Le lendemain, sur le coup de midi, Charles déambulait dans le camp. Je le présentai à M. Gilmour puis on le confia à Rodgers, qui, subséquemment, nous fit le rapport suivant : Trois tranches de saumon, environ une livre et demie, une langue de bœuf pesant deux livres, environ deux livres de jambon cuit, avec pain et pommes de terre et cinq tasses de thé ; il avait bouffé le tout. Puis, comme dessert, un pot d’une livre de marmelade de Keiller fut placé devant lui. Il en mangea à peu près la moitié et, appelant Rodgers, il lui dit :

— Ça me fait ben d’la peine, je n’ai pas pu tout manger. J’aime pas ben ça, c’est trop amer.

Inutile de dire que la démonstration fut regardée comme concluante.

M. Gilmour avait toujours l’habitude de faire quelque menu cadeau aux sauvages qui lui rendaient visite. À cette occasion, il donna à Charles une paire de couvertures, en lui disant de plus qu’il espérait qu’il vivrait assez longtemps pour les user. Le rencontrant un jour ou deux après, je voulus le faire endever un peu à propos de son dîner.
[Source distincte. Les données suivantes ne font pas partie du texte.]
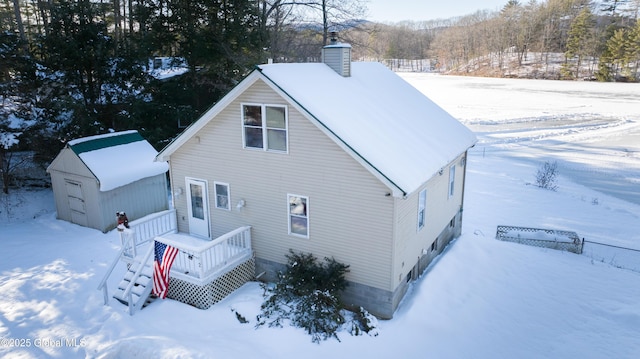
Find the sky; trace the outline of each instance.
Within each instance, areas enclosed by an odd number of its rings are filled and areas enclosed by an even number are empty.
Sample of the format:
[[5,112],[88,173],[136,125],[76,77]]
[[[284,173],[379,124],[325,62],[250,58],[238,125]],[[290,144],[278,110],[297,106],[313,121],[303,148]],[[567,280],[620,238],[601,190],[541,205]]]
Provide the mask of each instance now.
[[499,10],[507,0],[370,0],[368,20],[398,22],[403,20],[424,21],[447,19],[468,15],[477,10]]

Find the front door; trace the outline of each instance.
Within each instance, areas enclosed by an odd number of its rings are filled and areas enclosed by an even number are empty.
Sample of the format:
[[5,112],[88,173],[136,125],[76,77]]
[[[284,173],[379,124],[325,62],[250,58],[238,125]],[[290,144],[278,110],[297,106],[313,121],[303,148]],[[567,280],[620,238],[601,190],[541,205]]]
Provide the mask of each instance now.
[[207,181],[186,179],[189,234],[209,238],[209,192]]

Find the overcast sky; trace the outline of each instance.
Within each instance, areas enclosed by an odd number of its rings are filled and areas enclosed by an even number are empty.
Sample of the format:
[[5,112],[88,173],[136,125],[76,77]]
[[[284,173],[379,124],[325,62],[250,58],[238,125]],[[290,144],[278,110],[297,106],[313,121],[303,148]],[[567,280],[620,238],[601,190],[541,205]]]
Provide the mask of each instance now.
[[398,22],[468,15],[477,10],[500,10],[508,0],[370,0],[368,20]]

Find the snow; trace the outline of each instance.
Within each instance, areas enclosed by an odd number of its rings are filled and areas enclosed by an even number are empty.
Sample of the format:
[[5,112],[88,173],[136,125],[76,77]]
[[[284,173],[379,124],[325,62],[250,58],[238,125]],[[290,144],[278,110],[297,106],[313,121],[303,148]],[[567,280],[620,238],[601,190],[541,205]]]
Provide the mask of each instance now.
[[[80,138],[69,141],[69,145],[134,132],[136,131],[122,131]],[[155,162],[157,154],[155,148],[143,140],[82,152],[78,157],[100,182],[100,191],[106,192],[167,172],[169,165],[166,162]]]
[[0,146],[8,150],[20,143],[20,135],[22,135],[22,132],[0,132]]
[[566,242],[573,243],[573,238],[566,234],[557,234],[555,232],[549,233],[544,230],[537,230],[533,232],[510,230],[504,232],[505,237],[509,238],[522,238],[522,239],[534,239],[538,241],[550,241],[550,242]]
[[467,128],[380,63],[353,62],[350,77],[322,63],[260,69],[405,194],[476,141]]
[[[378,322],[378,336],[341,332],[341,342],[313,344],[302,329],[255,329],[256,283],[208,310],[164,300],[129,316],[115,300],[104,306],[96,288],[119,249],[116,232],[56,220],[49,190],[22,191],[11,203],[0,196],[0,356],[640,357],[640,272],[606,257],[615,247],[576,255],[495,239],[497,225],[512,225],[640,249],[640,85],[402,76],[480,141],[467,161],[461,237],[412,283],[394,318]],[[531,184],[547,159],[559,164],[555,192]],[[601,191],[606,177],[613,189]]]

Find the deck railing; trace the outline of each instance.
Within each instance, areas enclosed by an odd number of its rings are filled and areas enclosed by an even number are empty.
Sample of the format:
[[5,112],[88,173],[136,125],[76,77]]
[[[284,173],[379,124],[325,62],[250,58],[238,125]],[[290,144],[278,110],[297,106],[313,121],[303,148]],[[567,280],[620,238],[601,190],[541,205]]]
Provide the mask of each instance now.
[[133,259],[138,254],[138,249],[152,241],[156,236],[178,231],[176,210],[168,209],[157,212],[129,222],[129,229],[120,234],[120,242],[125,247],[122,253],[124,260]]
[[113,260],[107,272],[102,277],[98,290],[102,290],[104,294],[104,304],[109,302],[109,293],[107,290],[107,280],[113,273],[116,265],[120,260],[131,263],[138,253],[138,248],[153,240],[156,236],[167,233],[175,233],[178,231],[178,220],[176,218],[176,210],[169,209],[162,212],[150,214],[148,216],[129,222],[129,228],[118,232],[120,235],[120,243],[122,247],[118,255]]
[[251,227],[237,228],[202,244],[185,243],[172,235],[156,241],[180,250],[171,267],[171,277],[205,285],[230,268],[251,258]]

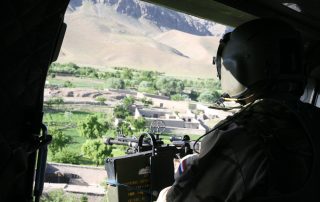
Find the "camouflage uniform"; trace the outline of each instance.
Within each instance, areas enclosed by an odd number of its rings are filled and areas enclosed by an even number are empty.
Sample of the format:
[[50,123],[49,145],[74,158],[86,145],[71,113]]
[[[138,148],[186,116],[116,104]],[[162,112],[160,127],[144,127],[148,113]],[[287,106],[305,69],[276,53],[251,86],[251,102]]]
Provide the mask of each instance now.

— Eh bien ! lui dis-je, qu’est-ce qui n’allait pas, Charles, l’autre jour au camp ? Tu n’as fait que la moitié d’un repas ! Ils ont été bien contents de toi, mais ils ne savaient pas ce que tu peux faire parfois.

— Ben, fit-il, j’m’en vas t’dire ça. C’matin-là, j’avais une faim terrible, j’ai enduré jusqu’à neuf heures, et pis j’ai pris mon déjeuner avant de partir. J’espère que t’es pas fâché contre moi.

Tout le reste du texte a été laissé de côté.